Tutu speaks out against Iraq conflict
March 27, 2003
by Art Golub
South African Archbishop Desmond Tutu spoke out against the war in Iraq on Wednesday
during a visit to Chicago.
"God weeps to see us raining bombs on those who are precious in the sight
of God," Tutu told an audience of nearly 1,000 people attending a luncheon
benefit for Lawrence Hall Youth Services at the Sheraton Hotel and Towers.
The Nobel Peace Prize winner and Anglican Church leader said, "Those who
die in war are not just casualties. On all sides they are my brothers, my sisters.
This is how Jesus spoke of us, as one family."
After the speech, Tutu told reporters the United States should have given the
United Nations more time to work out a peaceful solution.
"We've waited 12 years; what would be wrong with another six months?

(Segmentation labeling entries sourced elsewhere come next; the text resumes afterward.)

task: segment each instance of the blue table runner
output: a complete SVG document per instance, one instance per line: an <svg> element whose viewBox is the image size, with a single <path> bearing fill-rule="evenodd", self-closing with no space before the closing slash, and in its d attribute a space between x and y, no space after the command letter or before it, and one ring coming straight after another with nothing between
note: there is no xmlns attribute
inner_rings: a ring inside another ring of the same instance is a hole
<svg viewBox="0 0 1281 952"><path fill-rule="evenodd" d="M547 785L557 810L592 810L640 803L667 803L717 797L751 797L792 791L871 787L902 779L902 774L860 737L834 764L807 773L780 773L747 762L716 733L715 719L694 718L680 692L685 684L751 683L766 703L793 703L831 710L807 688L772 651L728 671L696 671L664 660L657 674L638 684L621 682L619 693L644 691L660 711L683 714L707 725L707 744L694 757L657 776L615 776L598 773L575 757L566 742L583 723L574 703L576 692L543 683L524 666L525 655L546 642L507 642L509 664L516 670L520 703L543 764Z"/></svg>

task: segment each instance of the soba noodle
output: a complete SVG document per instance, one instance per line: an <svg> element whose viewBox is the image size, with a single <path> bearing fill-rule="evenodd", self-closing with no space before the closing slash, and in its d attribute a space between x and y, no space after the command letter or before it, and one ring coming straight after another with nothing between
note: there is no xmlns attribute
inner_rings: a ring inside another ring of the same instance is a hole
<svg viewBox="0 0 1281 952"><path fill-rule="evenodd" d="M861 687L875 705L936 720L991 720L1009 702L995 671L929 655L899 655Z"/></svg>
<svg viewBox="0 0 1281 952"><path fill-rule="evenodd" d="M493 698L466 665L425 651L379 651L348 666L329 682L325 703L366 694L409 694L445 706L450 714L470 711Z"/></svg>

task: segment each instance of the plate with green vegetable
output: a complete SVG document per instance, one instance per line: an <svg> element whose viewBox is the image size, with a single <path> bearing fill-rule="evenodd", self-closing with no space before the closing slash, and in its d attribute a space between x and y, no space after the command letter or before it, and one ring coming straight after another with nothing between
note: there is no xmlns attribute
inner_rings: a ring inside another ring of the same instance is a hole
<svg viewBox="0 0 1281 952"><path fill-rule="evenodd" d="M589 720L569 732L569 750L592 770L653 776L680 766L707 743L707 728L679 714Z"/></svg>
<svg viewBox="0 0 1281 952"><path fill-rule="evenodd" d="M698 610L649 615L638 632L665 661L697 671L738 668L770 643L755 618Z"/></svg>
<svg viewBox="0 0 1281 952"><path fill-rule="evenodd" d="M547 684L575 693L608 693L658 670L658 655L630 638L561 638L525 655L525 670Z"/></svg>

Why
should it be so urgent now?" he said.
Asked if liberation of the oppressed in Iraq was different from liberation
of blacks in apartheid South Africa, Tutu replied: "We didn't ask those
who were helping us to bomb us into the middle of next week. It's a perverse
thing to say we are seeking to liberate you, and you do it by producing corpses,
and you say to those corpses, 'Now you are free.'"
Tutu also said he prayed "the hostilities will end as quickly as possible
so we can have resources which we can invest in places like Lawrence Hall.''
The Chicago-based social services organization assists abandoned, abused and
neglected children.
Tutu recently backed reparation payments for the black majority oppressed by
South Africa's abandoned policy of apartheid and said the concept could work
in America. Chicago's City Council passed a resolution in 2000 urging Congress
to consider slavery reparations.
Most of Tutu's speech dealt with the theme that God needs human beings to accomplish
his work on Earth. Tutu cited Moses and the prophet Jeremiah as examples of
those who had to be "persuaded" by God to do his will.
"And when God asked Mary to bear his son, what if she had said, 'Sorry,
I'm a decent girl, try next door?' We would have been up the creek."